One of these is "freelance writer, humorist and educator, Brock Cohen, who wrote a funny, biting assessment of ed reform called "The Fairy Tale of School Reform." He has a section called "Once Upon a time..." that starts like this:
There lived a group of altruists known as the public school reformists. These munificent spirits selflessly set aside their unfathomably important lives in addressing such a dire issue. What this rarefied collection of heaven-sent do-gooders lacked in basic knowledge of classroom pedagogy and actual firsthand contact with nanny-less human schoolchildren, they more than compensated for in name recognition; soaring rhetoric; and the blind, unwavering conviction that nothing less than a systemic upheaval of the current school system could salvage public education.
Yup, that's pretty much the story. Here's his second part, "Debunking the Fairy Tale of School Reform."
The other blog post I really enjoyed was from teacher, Sabrina Stevens Shupe, entitled, "How Do Successful School Systems Treat Teachers?" I was really looking forward to her describing a well-functioning district in the U.S. where teachers feel good about their work and the support they receive from their district.
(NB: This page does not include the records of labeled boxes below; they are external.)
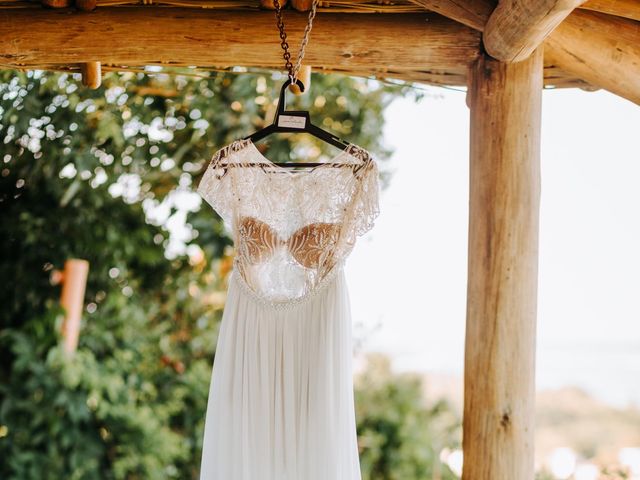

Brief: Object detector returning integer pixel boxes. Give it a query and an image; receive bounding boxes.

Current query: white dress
[197,140,379,480]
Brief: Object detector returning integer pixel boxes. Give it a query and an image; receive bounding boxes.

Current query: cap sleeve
[352,157,380,240]
[196,145,238,225]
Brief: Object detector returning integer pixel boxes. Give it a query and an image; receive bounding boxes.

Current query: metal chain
[273,0,319,83]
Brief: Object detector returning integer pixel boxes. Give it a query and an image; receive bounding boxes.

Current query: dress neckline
[247,138,353,177]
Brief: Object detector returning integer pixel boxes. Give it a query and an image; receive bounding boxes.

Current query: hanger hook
[276,75,304,119]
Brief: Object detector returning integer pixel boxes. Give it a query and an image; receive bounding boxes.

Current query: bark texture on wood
[580,0,640,21]
[462,50,543,480]
[545,10,640,105]
[80,62,102,90]
[483,0,584,62]
[410,0,494,31]
[0,7,480,70]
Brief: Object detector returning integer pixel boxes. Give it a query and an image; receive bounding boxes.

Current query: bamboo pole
[462,49,543,480]
[60,259,89,355]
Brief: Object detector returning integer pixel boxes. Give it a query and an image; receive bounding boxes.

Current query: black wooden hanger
[244,78,351,167]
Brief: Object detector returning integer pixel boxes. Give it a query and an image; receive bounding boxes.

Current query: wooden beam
[410,0,494,31]
[483,0,585,62]
[580,0,640,21]
[462,49,543,480]
[545,10,640,105]
[80,62,102,90]
[0,7,480,70]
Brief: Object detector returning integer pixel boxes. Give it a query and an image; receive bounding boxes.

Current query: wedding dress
[197,139,379,480]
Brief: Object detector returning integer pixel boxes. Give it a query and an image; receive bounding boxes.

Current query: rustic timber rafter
[545,11,640,105]
[411,0,640,104]
[580,0,640,21]
[0,7,480,71]
[482,0,584,62]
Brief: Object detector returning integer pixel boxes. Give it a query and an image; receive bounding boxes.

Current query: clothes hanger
[244,77,351,167]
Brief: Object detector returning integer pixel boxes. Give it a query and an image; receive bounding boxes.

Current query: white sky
[346,88,640,405]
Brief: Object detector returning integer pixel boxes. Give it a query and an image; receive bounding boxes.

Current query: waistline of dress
[230,260,344,310]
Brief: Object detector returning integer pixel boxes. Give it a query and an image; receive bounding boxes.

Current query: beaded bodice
[197,140,379,302]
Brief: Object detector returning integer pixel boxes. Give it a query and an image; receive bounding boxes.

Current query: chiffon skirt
[200,268,361,480]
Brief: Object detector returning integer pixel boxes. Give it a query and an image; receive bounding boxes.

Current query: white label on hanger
[278,115,307,129]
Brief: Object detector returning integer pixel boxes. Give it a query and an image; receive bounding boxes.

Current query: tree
[355,355,461,480]
[0,68,450,480]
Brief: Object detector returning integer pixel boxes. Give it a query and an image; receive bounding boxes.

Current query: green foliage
[356,355,460,480]
[0,70,445,480]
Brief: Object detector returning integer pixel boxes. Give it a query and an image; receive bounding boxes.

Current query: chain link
[273,0,319,83]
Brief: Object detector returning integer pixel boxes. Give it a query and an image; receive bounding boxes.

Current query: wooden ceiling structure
[0,0,640,480]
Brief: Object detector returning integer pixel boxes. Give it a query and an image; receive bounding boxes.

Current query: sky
[346,84,640,406]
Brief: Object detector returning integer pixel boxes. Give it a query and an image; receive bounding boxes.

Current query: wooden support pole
[545,10,640,105]
[482,0,584,62]
[462,49,543,480]
[60,259,89,355]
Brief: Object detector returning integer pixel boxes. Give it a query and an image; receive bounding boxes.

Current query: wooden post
[462,49,543,480]
[60,259,89,355]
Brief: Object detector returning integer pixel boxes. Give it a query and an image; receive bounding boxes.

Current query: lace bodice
[197,139,379,302]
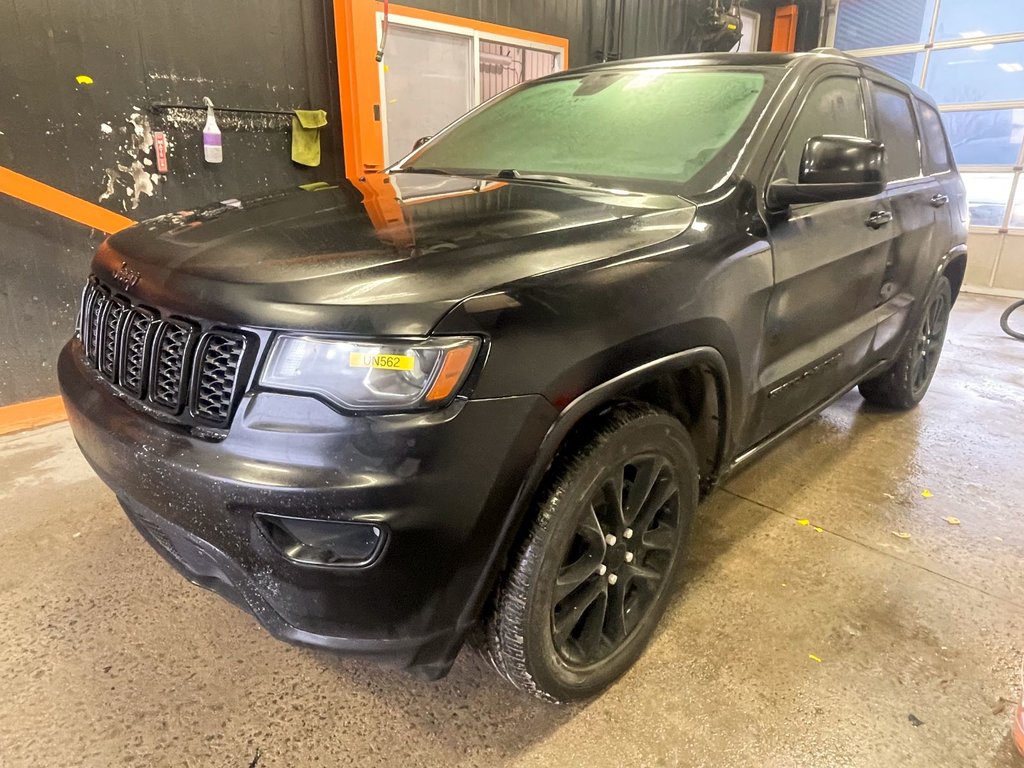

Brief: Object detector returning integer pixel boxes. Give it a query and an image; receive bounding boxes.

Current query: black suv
[59,52,967,700]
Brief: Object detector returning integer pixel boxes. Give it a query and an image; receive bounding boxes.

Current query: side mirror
[768,136,886,210]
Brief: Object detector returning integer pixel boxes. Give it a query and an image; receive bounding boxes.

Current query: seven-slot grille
[81,280,246,427]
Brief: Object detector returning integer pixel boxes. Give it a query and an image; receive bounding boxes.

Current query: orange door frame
[334,0,569,183]
[771,3,800,53]
[0,166,135,435]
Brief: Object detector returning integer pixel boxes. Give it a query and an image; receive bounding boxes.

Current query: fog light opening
[256,513,384,566]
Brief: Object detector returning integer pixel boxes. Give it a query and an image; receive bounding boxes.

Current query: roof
[544,48,934,106]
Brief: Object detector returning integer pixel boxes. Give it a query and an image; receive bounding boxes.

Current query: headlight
[260,336,480,411]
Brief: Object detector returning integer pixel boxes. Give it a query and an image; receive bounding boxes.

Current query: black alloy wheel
[551,455,683,669]
[910,292,950,395]
[858,275,953,411]
[482,403,699,702]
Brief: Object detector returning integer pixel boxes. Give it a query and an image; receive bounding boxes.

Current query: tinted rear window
[918,101,949,173]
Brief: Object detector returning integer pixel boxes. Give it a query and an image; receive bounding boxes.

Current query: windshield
[400,68,767,188]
But she writes about what other countries do so that was a let-down. One line says it all:
One of the key things that such systems have in common is that they take teaching seriously.
Because honestly, ever read the comments in the Seattle Times after any education story? You'd think teachers were involved in devil worship except the writers seem to think they are union zombies so how smart can they be? It's ridiculous. Even Oprah, who gives a lot of lip service to teachers, let her head get turned by Gates and Rhee.
Next good part?
Recognizing that "teaching is the profession that makes all other professions possible," other nations devote considerable time and resources into teaching. Note, too, that all of these investments are based on two key assumptions:
- That teachers should teach, develop and evaluate each other (and that every facet of education -- from teacher training to school leadership -- should be informed and led by professional educators).
- That teachers will stay in teaching until they retire, thereby allowing them to continue the cycle of developing other teachers and leading schools, and making such extensive investments worthwhile.
Last great section:
Rather than guaranteeing teacher quality before teachers take responsibility for students, we're growing a system where we put teachers in the classroom, then try to figure out if they're good enough after the fact. This experiment-and-punish approach is remarkably cruel to both teachers and students, especially the neediest ones -- who are often subjected to strings of over-worked, under-supported, and under-trained instructors year after year. If we really want to build a world-class school system, why waste time and money on witch hunts and magic bullets?